Leonardo é a mais recente de uma série de meia dúzia de tempestades que atingiram a Península Ibérica este ano.
Publicado em 5 de fevereiro de 2026
Um homem em Portugal perdeu a vida depois de o seu carro capotar e, em Espanha, uma menina foi dada como desaparecida depois de ter sido arrastada por um rio quando o ciclone Leonardo atingiu a Península Ibérica com chuvas torrenciais e ventos com força de furacão.
Leonardo é a mais recente de uma onda de meia dúzia de tempestades que varreu Portugal e Espanha este ano, causando dezenas de vítimas, destruindo infra-estruturas e deixando milhares de casas sem energia.
Histórias recomendadas
Lista de 3 itensFim da lista
Um homem de 70 anos morreu na região sul do Alentejo depois de as cheias terem arrastado o seu veículo para fora de uma estrada perto de uma barragem, confirmaram quarta-feira as autoridades portuguesas.

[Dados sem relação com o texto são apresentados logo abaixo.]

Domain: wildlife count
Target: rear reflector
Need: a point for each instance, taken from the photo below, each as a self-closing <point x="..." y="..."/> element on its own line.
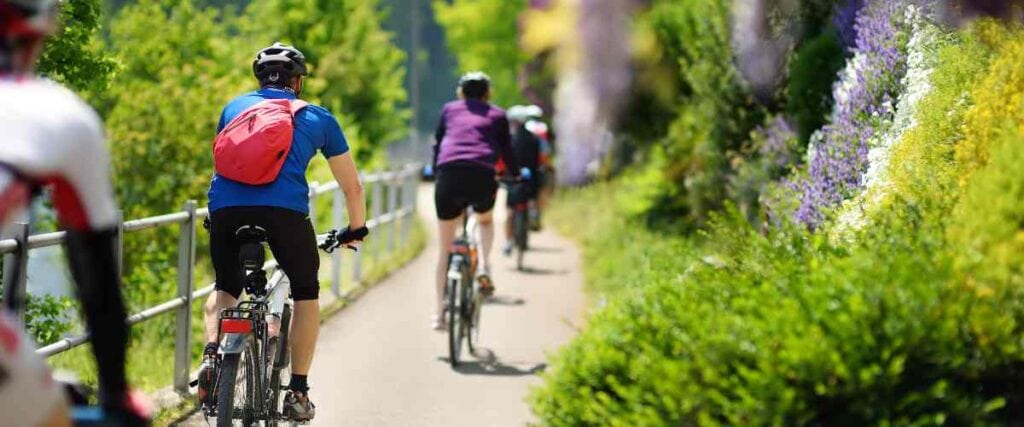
<point x="236" y="326"/>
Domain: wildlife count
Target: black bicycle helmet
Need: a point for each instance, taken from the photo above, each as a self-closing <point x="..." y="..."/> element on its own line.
<point x="474" y="84"/>
<point x="279" y="63"/>
<point x="28" y="18"/>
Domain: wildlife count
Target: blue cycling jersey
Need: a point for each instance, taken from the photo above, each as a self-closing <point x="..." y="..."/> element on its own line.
<point x="315" y="129"/>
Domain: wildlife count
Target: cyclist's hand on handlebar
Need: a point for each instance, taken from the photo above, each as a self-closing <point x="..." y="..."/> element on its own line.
<point x="348" y="238"/>
<point x="525" y="174"/>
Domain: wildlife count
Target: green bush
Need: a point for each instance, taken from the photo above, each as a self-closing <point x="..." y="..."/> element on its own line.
<point x="808" y="91"/>
<point x="786" y="329"/>
<point x="913" y="319"/>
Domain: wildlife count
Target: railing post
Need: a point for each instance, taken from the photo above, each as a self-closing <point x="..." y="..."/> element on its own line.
<point x="312" y="203"/>
<point x="15" y="265"/>
<point x="392" y="209"/>
<point x="378" y="203"/>
<point x="121" y="244"/>
<point x="408" y="197"/>
<point x="337" y="206"/>
<point x="182" y="334"/>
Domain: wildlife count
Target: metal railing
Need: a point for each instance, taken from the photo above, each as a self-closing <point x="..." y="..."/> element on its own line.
<point x="392" y="198"/>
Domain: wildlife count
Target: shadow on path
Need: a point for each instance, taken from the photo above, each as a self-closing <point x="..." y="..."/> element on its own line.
<point x="487" y="364"/>
<point x="504" y="300"/>
<point x="541" y="271"/>
<point x="546" y="250"/>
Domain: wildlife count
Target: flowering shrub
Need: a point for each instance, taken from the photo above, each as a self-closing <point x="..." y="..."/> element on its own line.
<point x="863" y="97"/>
<point x="772" y="150"/>
<point x="921" y="58"/>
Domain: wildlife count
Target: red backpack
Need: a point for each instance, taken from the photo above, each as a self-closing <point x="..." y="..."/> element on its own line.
<point x="254" y="145"/>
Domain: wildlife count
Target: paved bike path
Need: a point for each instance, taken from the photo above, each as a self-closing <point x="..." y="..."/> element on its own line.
<point x="378" y="363"/>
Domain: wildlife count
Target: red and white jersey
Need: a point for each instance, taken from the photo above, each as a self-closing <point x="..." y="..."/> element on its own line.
<point x="28" y="393"/>
<point x="50" y="136"/>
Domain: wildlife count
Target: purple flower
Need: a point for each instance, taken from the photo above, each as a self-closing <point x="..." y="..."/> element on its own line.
<point x="845" y="18"/>
<point x="775" y="140"/>
<point x="864" y="96"/>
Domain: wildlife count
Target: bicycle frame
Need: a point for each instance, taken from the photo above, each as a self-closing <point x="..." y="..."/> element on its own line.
<point x="247" y="325"/>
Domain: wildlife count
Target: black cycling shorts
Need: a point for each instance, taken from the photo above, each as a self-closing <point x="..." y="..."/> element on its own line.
<point x="292" y="241"/>
<point x="459" y="186"/>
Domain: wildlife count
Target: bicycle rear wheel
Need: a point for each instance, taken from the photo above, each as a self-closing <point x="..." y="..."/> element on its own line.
<point x="238" y="387"/>
<point x="520" y="224"/>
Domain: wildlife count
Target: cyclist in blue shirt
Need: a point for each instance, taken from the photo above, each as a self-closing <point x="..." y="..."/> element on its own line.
<point x="282" y="208"/>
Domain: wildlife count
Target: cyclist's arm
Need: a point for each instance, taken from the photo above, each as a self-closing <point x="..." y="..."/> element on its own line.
<point x="438" y="136"/>
<point x="505" y="145"/>
<point x="347" y="176"/>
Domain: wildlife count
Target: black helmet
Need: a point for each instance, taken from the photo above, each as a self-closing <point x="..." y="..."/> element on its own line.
<point x="279" y="63"/>
<point x="474" y="84"/>
<point x="28" y="18"/>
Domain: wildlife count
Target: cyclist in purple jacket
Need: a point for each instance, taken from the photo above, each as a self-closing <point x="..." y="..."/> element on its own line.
<point x="471" y="136"/>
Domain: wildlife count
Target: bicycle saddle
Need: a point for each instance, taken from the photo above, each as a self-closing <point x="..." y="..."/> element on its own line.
<point x="247" y="233"/>
<point x="251" y="253"/>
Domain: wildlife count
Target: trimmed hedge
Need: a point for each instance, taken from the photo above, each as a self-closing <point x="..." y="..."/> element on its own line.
<point x="912" y="321"/>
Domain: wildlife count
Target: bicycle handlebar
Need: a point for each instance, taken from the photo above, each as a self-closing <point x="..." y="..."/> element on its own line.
<point x="344" y="238"/>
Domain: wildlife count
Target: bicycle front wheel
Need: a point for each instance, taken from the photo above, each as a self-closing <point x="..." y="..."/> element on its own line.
<point x="237" y="389"/>
<point x="520" y="224"/>
<point x="281" y="371"/>
<point x="455" y="316"/>
<point x="474" y="301"/>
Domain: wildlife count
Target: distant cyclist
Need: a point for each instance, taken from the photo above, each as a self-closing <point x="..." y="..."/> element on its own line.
<point x="546" y="170"/>
<point x="471" y="136"/>
<point x="52" y="138"/>
<point x="281" y="206"/>
<point x="527" y="152"/>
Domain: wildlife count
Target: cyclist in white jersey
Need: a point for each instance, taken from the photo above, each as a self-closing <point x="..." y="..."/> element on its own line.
<point x="49" y="137"/>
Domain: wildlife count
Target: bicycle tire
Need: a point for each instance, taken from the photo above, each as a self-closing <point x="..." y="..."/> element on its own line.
<point x="455" y="315"/>
<point x="281" y="369"/>
<point x="520" y="224"/>
<point x="255" y="376"/>
<point x="475" y="302"/>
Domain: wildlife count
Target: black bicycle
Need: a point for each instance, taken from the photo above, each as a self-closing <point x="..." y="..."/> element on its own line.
<point x="254" y="364"/>
<point x="518" y="191"/>
<point x="462" y="300"/>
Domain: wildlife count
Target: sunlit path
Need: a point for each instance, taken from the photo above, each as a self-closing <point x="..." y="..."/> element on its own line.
<point x="378" y="363"/>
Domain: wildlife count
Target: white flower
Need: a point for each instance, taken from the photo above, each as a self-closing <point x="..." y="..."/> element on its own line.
<point x="916" y="83"/>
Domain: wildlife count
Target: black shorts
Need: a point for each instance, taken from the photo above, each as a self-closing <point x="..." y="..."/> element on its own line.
<point x="460" y="186"/>
<point x="292" y="241"/>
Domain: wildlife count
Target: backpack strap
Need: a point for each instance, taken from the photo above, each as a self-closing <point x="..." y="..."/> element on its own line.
<point x="297" y="105"/>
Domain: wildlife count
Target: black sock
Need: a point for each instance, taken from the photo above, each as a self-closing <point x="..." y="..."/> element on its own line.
<point x="299" y="383"/>
<point x="211" y="348"/>
<point x="93" y="264"/>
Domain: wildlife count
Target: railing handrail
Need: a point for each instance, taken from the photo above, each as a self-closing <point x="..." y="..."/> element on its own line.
<point x="56" y="238"/>
<point x="399" y="180"/>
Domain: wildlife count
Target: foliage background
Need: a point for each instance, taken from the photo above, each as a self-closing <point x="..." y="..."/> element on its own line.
<point x="160" y="71"/>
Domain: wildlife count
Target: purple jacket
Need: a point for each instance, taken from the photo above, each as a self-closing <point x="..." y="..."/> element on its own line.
<point x="473" y="132"/>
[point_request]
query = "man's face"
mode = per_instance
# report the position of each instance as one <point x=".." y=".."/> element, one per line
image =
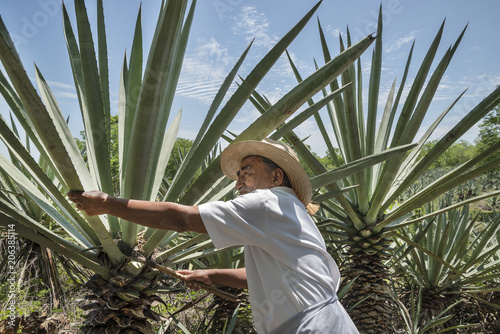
<point x="254" y="174"/>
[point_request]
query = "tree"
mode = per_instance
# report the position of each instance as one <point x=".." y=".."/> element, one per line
<point x="123" y="290"/>
<point x="455" y="155"/>
<point x="489" y="134"/>
<point x="366" y="215"/>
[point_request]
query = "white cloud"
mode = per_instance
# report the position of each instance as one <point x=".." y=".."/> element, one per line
<point x="254" y="24"/>
<point x="204" y="70"/>
<point x="400" y="42"/>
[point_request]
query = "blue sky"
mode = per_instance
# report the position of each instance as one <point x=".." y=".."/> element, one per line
<point x="223" y="28"/>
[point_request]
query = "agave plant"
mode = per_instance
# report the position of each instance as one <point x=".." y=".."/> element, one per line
<point x="123" y="290"/>
<point x="446" y="256"/>
<point x="367" y="215"/>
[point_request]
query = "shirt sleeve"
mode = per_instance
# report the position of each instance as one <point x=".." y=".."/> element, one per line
<point x="238" y="222"/>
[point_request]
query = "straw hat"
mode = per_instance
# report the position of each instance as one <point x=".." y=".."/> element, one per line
<point x="279" y="153"/>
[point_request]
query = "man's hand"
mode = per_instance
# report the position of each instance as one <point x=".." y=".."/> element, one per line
<point x="194" y="276"/>
<point x="92" y="202"/>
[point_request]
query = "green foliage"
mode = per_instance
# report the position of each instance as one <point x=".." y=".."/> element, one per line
<point x="489" y="134"/>
<point x="455" y="155"/>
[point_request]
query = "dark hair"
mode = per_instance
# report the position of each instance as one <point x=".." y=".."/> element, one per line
<point x="272" y="166"/>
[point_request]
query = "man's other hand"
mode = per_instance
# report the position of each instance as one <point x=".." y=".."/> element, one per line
<point x="193" y="277"/>
<point x="91" y="202"/>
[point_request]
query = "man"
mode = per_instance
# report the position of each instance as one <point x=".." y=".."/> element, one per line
<point x="291" y="278"/>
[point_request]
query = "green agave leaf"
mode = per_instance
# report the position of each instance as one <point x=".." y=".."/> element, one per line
<point x="317" y="117"/>
<point x="409" y="163"/>
<point x="304" y="115"/>
<point x="432" y="214"/>
<point x="280" y="111"/>
<point x="374" y="87"/>
<point x="458" y="130"/>
<point x="356" y="166"/>
<point x="152" y="109"/>
<point x="164" y="156"/>
<point x="240" y="96"/>
<point x="131" y="79"/>
<point x="192" y="161"/>
<point x="223" y="119"/>
<point x="103" y="65"/>
<point x="389" y="170"/>
<point x="71" y="227"/>
<point x="62" y="128"/>
<point x="180" y="247"/>
<point x="435" y="189"/>
<point x="35" y="232"/>
<point x="36" y="110"/>
<point x="171" y="83"/>
<point x="17" y="108"/>
<point x="149" y="110"/>
<point x="95" y="111"/>
<point x="30" y="165"/>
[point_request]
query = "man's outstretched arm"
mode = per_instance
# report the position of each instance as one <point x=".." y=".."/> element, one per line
<point x="160" y="215"/>
<point x="234" y="278"/>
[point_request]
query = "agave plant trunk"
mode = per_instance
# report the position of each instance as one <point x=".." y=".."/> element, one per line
<point x="370" y="299"/>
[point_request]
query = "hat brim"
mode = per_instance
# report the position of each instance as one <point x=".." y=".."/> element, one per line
<point x="281" y="155"/>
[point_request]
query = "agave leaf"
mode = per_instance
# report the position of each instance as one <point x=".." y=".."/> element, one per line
<point x="409" y="162"/>
<point x="238" y="99"/>
<point x="17" y="108"/>
<point x="446" y="209"/>
<point x="192" y="161"/>
<point x="390" y="169"/>
<point x="458" y="130"/>
<point x="97" y="134"/>
<point x="164" y="155"/>
<point x="149" y="112"/>
<point x="103" y="65"/>
<point x="71" y="227"/>
<point x="280" y="111"/>
<point x="36" y="110"/>
<point x="67" y="138"/>
<point x="317" y="117"/>
<point x="313" y="109"/>
<point x="54" y="242"/>
<point x="374" y="87"/>
<point x="131" y="80"/>
<point x="356" y="166"/>
<point x="171" y="82"/>
<point x="30" y="165"/>
<point x="226" y="115"/>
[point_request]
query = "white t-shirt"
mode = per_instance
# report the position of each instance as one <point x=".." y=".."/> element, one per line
<point x="288" y="267"/>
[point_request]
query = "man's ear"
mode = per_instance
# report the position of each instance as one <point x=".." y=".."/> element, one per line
<point x="278" y="177"/>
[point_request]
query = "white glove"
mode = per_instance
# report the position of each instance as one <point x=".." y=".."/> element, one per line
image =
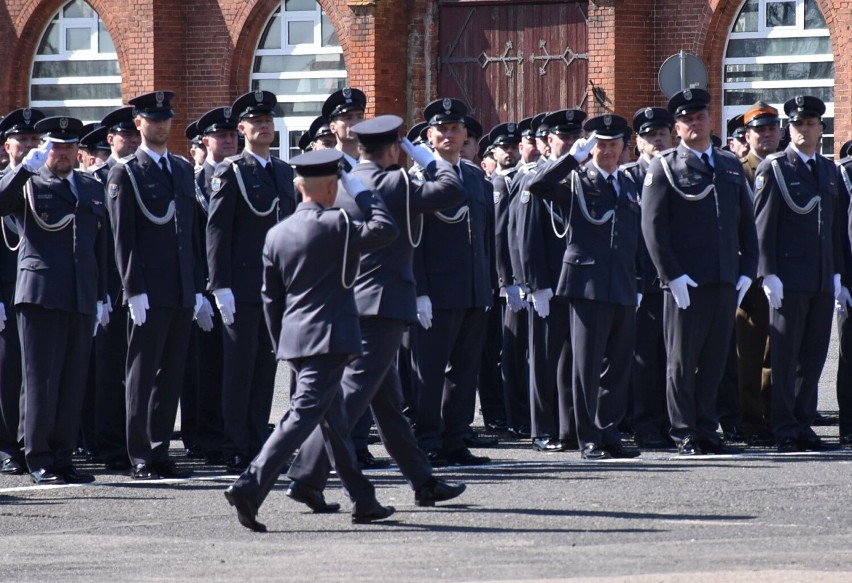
<point x="420" y="154"/>
<point x="583" y="147"/>
<point x="204" y="315"/>
<point x="36" y="157"/>
<point x="774" y="290"/>
<point x="680" y="290"/>
<point x="424" y="311"/>
<point x="352" y="185"/>
<point x="743" y="284"/>
<point x="512" y="293"/>
<point x="138" y="306"/>
<point x="541" y="301"/>
<point x="844" y="301"/>
<point x="226" y="304"/>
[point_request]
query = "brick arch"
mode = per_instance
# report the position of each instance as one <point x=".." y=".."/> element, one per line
<point x="249" y="22"/>
<point x="31" y="23"/>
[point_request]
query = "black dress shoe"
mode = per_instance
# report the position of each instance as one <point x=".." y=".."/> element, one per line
<point x="143" y="472"/>
<point x="246" y="510"/>
<point x="12" y="466"/>
<point x="437" y="459"/>
<point x="618" y="451"/>
<point x="436" y="490"/>
<point x="652" y="441"/>
<point x="547" y="444"/>
<point x="170" y="471"/>
<point x="688" y="446"/>
<point x="762" y="438"/>
<point x="72" y="476"/>
<point x="46" y="476"/>
<point x="463" y="457"/>
<point x="236" y="464"/>
<point x="379" y="512"/>
<point x="521" y="431"/>
<point x="787" y="445"/>
<point x="479" y="441"/>
<point x="311" y="497"/>
<point x="594" y="451"/>
<point x="366" y="461"/>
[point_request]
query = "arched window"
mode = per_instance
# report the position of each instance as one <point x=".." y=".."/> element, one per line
<point x="300" y="60"/>
<point x="75" y="69"/>
<point x="778" y="49"/>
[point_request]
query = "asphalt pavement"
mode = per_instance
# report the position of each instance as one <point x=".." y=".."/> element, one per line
<point x="527" y="516"/>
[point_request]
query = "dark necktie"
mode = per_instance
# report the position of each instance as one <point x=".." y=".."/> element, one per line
<point x="814" y="171"/>
<point x="164" y="164"/>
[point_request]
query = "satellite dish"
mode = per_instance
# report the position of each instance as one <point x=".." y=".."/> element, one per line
<point x="682" y="71"/>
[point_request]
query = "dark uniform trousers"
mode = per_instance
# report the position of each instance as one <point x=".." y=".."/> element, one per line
<point x="372" y="382"/>
<point x="317" y="402"/>
<point x="445" y="376"/>
<point x="697" y="340"/>
<point x="799" y="332"/>
<point x="56" y="347"/>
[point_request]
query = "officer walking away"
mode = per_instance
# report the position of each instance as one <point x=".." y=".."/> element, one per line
<point x="310" y="264"/>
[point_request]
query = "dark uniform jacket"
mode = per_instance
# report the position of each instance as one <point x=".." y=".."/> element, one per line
<point x="803" y="250"/>
<point x="63" y="269"/>
<point x="163" y="261"/>
<point x="454" y="263"/>
<point x="308" y="310"/>
<point x="600" y="261"/>
<point x="712" y="240"/>
<point x="235" y="228"/>
<point x="385" y="286"/>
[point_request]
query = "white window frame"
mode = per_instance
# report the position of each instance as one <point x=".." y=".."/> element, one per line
<point x="287" y="125"/>
<point x="764" y="32"/>
<point x="94" y="25"/>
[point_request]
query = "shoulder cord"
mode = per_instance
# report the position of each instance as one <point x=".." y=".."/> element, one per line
<point x="243" y="191"/>
<point x="816" y="201"/>
<point x="411" y="240"/>
<point x="690" y="197"/>
<point x="346" y="255"/>
<point x="170" y="212"/>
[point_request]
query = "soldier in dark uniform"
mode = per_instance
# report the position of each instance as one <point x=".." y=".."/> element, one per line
<point x="110" y="348"/>
<point x="540" y="227"/>
<point x="18" y="132"/>
<point x="505" y="139"/>
<point x="800" y="229"/>
<point x="60" y="292"/>
<point x="251" y="192"/>
<point x="343" y="109"/>
<point x="763" y="135"/>
<point x="455" y="279"/>
<point x="151" y="195"/>
<point x="599" y="278"/>
<point x="218" y="134"/>
<point x="698" y="223"/>
<point x="650" y="419"/>
<point x="384" y="293"/>
<point x="310" y="264"/>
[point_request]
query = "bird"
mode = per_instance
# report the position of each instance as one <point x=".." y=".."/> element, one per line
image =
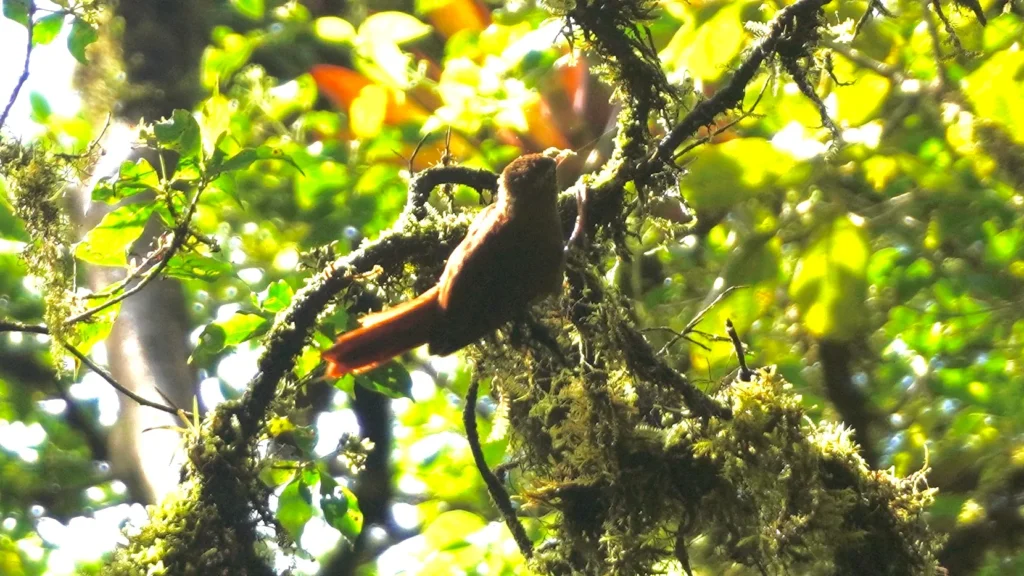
<point x="512" y="255"/>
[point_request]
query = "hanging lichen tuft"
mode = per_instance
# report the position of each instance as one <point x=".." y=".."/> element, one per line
<point x="35" y="181"/>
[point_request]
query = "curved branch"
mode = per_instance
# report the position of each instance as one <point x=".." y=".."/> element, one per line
<point x="25" y="69"/>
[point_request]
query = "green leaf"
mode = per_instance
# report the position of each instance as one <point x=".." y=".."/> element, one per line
<point x="40" y="108"/>
<point x="242" y="327"/>
<point x="133" y="177"/>
<point x="451" y="529"/>
<point x="247" y="157"/>
<point x="252" y="9"/>
<point x="395" y="28"/>
<point x="276" y="296"/>
<point x="390" y="379"/>
<point x="47" y="28"/>
<point x="295" y="507"/>
<point x="275" y="472"/>
<point x="16" y="10"/>
<point x="724" y="174"/>
<point x="189" y="265"/>
<point x="108" y="243"/>
<point x="218" y="335"/>
<point x="341" y="508"/>
<point x="82" y="34"/>
<point x="334" y="30"/>
<point x="96" y="329"/>
<point x="180" y="133"/>
<point x="829" y="283"/>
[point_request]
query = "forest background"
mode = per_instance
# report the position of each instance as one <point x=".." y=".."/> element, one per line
<point x="843" y="181"/>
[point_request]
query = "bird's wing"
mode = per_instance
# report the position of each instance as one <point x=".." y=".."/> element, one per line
<point x="483" y="284"/>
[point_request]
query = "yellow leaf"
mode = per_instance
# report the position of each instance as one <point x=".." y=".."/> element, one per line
<point x="368" y="111"/>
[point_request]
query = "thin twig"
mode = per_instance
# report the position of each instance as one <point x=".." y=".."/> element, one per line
<point x="110" y="379"/>
<point x="179" y="236"/>
<point x="872" y="6"/>
<point x="7" y="326"/>
<point x="495" y="488"/>
<point x="732" y="93"/>
<point x="863" y="60"/>
<point x="712" y="133"/>
<point x="744" y="372"/>
<point x="691" y="325"/>
<point x="25" y="69"/>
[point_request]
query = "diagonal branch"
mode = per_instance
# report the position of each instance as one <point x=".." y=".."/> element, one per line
<point x="25" y="69"/>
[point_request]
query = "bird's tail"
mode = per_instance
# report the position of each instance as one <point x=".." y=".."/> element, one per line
<point x="384" y="335"/>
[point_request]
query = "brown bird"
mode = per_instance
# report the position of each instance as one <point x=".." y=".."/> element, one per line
<point x="511" y="256"/>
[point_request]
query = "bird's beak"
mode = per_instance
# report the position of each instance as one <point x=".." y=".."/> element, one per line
<point x="558" y="154"/>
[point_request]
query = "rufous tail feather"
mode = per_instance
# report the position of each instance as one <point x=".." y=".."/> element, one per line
<point x="384" y="335"/>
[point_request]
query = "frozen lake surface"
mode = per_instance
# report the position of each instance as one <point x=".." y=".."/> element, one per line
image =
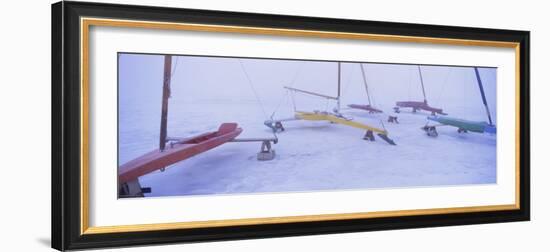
<point x="313" y="155"/>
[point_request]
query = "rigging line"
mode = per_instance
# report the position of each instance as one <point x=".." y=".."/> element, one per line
<point x="175" y="67"/>
<point x="444" y="85"/>
<point x="365" y="82"/>
<point x="172" y="73"/>
<point x="422" y="83"/>
<point x="293" y="100"/>
<point x="285" y="95"/>
<point x="283" y="99"/>
<point x="253" y="89"/>
<point x="409" y="88"/>
<point x="348" y="81"/>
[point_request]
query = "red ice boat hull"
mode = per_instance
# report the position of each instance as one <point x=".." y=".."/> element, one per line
<point x="182" y="150"/>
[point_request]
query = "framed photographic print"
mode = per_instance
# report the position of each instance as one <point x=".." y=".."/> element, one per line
<point x="180" y="125"/>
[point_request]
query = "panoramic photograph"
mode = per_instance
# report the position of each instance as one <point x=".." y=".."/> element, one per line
<point x="211" y="125"/>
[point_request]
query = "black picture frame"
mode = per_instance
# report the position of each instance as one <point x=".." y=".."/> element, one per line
<point x="66" y="142"/>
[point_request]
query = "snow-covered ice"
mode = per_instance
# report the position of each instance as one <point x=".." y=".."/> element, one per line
<point x="310" y="155"/>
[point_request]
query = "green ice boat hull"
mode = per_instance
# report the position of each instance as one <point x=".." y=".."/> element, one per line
<point x="474" y="126"/>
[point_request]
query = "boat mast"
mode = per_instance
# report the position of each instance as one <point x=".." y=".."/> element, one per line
<point x="339" y="75"/>
<point x="422" y="83"/>
<point x="365" y="82"/>
<point x="483" y="95"/>
<point x="165" y="96"/>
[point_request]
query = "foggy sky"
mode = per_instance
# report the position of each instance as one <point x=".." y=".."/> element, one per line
<point x="222" y="80"/>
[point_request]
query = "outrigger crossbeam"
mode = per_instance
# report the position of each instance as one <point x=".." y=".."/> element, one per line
<point x="311" y="93"/>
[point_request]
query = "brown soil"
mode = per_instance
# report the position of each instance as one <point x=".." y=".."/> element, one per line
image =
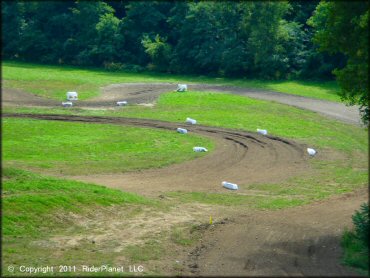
<point x="147" y="93"/>
<point x="301" y="241"/>
<point x="240" y="157"/>
<point x="289" y="242"/>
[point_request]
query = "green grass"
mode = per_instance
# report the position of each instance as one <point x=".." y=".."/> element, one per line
<point x="33" y="204"/>
<point x="348" y="170"/>
<point x="229" y="199"/>
<point x="78" y="148"/>
<point x="55" y="81"/>
<point x="150" y="250"/>
<point x="356" y="254"/>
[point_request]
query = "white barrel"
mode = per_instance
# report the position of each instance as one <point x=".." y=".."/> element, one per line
<point x="121" y="103"/>
<point x="182" y="87"/>
<point x="262" y="131"/>
<point x="311" y="152"/>
<point x="182" y="130"/>
<point x="200" y="149"/>
<point x="191" y="121"/>
<point x="230" y="185"/>
<point x="67" y="104"/>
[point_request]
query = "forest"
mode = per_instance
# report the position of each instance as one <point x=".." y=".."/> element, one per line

Uma menina está desaparecida depois de ser arrastada do rio Turvilla em Cayalonga, na província de Málaga, no sul de Espanha, enquanto tentava resgatar o seu cão. De acordo com reportagens locais e nacionais, o animal teria conseguido chegar ao local de segurança e as equipes de emergência retomaram a busca pela menina ao amanhecer de quinta-feira.
“Procuramos durante toda a tarde e noite de ontem no rio onde a menina caiu até o fim do rio. Encontramos o cachorro, mas não ela”, disse o chefe dos bombeiros de Málaga, Manuel Marmolejo, na televisão espanhola nesta quinta-feira.
A agência meteorológica estatal espanhola alertou que a tempestade Marta, a próxima frente do “trem de tempestade” predominante, deverá atingir a região neste fim de semana.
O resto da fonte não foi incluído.